O twin peaks ganhou destaque no ano passado, depois de ser elogiado por um relatório do Grupo dos 30, organização que reúne acadêmicos e ex-ministros de finanças de vários países. O Report on the Structure of Financial Supervision, de outubro de 2008, citou a Austrália como a jurisdição com a melhor regulação do mundo. O documento foi assinado por Paul Volcker, ex-presidente do Federal Reserve e assessor econômico de Barack Obama.

Uma das lições da crise financeira foi a de que as estruturas regulatórias falharam ao privilegiar a ação remediadora dos problemas, em detrimento da prevenção de suas causas. Como consequência disso, vários reguladores vêm discutindo, mais do que a criação de novas regras, reformas em seus modelos de atuação. Na Austrália, a forte presença da Australian Prudential Regulation Authority (Apra), responsável pela regulação prudencial, é vista como uma das razões para a economia local não ter sofrido tanto com o subprime. Nenhum banco australiano quebrou durante o terremoto financeiro.

“Havia muito tempo que alertávamos nosso mercado sobre os riscos dos títulos hipotecários nos Estados Unidos”, diz John Laker, presidente da Apra. Por isso, temendo a formação de uma bolha, a agência buscou restringir potenciais estragos causados por empréstimos de segunda linha. No começo de 2008, uma das iniciativas tomadas para conter o ímpeto do mercado pelos papéis de alto risco foi requerer dos corretores hipotecários os mesmos padrões de análise de crédito dos credores originais, os bancos. A medida levou as instituições financeiras a enfrentarem menor inadimplência. Enquanto a Apra se ocupava disso, a Australian Securities and Investments Commission (Asic) ficou liberada para reprimir as irregularidades mais corriqueiras das companhias.

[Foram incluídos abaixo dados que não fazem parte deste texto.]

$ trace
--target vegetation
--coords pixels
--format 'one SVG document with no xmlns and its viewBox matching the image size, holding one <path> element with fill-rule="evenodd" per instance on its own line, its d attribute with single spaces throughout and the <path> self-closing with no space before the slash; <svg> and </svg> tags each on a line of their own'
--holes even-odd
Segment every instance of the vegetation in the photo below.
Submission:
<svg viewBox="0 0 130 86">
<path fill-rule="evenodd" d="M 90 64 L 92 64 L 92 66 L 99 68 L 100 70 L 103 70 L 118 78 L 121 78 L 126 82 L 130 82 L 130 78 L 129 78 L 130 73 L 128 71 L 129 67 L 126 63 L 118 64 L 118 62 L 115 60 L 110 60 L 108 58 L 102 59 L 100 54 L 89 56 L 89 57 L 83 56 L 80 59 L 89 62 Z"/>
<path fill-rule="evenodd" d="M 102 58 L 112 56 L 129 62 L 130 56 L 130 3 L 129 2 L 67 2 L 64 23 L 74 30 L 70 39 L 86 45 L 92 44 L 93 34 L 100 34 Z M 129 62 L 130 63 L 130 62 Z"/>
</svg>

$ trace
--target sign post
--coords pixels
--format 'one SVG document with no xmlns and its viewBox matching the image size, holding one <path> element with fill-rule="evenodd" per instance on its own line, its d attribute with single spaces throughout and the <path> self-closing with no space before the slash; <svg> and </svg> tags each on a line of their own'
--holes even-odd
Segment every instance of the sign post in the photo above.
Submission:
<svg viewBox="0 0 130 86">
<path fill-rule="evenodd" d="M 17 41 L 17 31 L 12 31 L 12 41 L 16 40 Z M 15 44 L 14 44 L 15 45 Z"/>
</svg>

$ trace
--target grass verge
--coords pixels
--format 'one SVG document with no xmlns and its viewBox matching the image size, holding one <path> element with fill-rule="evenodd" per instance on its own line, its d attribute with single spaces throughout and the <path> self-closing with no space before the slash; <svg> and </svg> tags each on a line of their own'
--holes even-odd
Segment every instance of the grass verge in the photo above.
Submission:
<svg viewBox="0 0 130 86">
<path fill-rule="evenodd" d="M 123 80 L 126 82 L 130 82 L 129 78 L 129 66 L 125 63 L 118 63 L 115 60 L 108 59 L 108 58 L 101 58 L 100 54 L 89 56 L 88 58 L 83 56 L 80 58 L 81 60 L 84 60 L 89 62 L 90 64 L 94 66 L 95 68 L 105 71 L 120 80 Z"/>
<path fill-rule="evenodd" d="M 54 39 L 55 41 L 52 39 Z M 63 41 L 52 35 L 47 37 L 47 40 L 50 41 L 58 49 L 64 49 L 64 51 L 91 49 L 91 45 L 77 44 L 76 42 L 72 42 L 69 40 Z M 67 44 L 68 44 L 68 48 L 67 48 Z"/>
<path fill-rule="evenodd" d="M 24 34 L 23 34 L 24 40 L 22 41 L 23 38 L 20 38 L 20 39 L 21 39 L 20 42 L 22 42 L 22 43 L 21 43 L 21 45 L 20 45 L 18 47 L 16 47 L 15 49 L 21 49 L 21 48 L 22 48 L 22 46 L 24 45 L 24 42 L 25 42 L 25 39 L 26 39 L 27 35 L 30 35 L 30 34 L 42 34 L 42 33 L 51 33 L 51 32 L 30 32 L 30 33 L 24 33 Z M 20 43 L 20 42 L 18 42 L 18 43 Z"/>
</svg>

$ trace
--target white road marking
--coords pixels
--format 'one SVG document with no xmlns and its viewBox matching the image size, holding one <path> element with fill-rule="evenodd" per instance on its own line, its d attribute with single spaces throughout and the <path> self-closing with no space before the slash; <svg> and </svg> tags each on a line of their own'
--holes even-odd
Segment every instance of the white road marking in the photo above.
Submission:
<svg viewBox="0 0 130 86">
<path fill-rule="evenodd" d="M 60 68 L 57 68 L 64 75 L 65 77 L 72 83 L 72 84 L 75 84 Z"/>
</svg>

SEPARAÇÃO DE CHAPÉUS — O twin peaks tem como benefício colocar fim aos conflitos entre dois tipos de abordagem. O caso do banco Northern Rock, o primeiro do Reino Unido a relatar perdas com os papéis podres norte-americanos, mostra bem isso. Em setembro de 2007, a falta de liquidez gerada pelo estouro do subprime provocou uma corrida de clientes do Northern Rock às agências para fazer saques. O banco central britânico precisou socorrer a instituição para garantir seus depósitos. Em fevereiro de 2008, o Northern Rock foi nacionalizado depois de não encontrar nenhum comprador privado interessado. No mês seguinte, a Financial Services Authority (FSA), agência reguladora do mercado de capitais e do sistema financeiro no Reino Unido, admitiu que se dedicou muito mais a aspectos de proteção ao consumidor do que à prevenção da falência do banco.

Em junho deste ano, o comitê de assuntos econômicos do parlamento britânico publicou um relatório no qual avalia a necessidade de uma reforma regulatória no país. Segundo o documento, a ênfase dada pela FSA ao aspecto de conduta do mercado foi consequência natural das características da organização. Como a supervisão prudencial, por natureza, é de bastidor — os questionamentos feitos às instituições financeiras são sigilosos —, seu efeito político é baixo se comparado ao da fiscalização de condutas, marcada pela divulgação e repercussão pública. “É natural que um regulador com as duas funções acabe priorizando aquela com maior impacto político imediato. O consumidor não costuma ligar para a FSA para se queixar que determinado banco está adotando operações arriscadas; ele o faz para reclamar que o banco o tratou mal”, diz o texto do parlamento.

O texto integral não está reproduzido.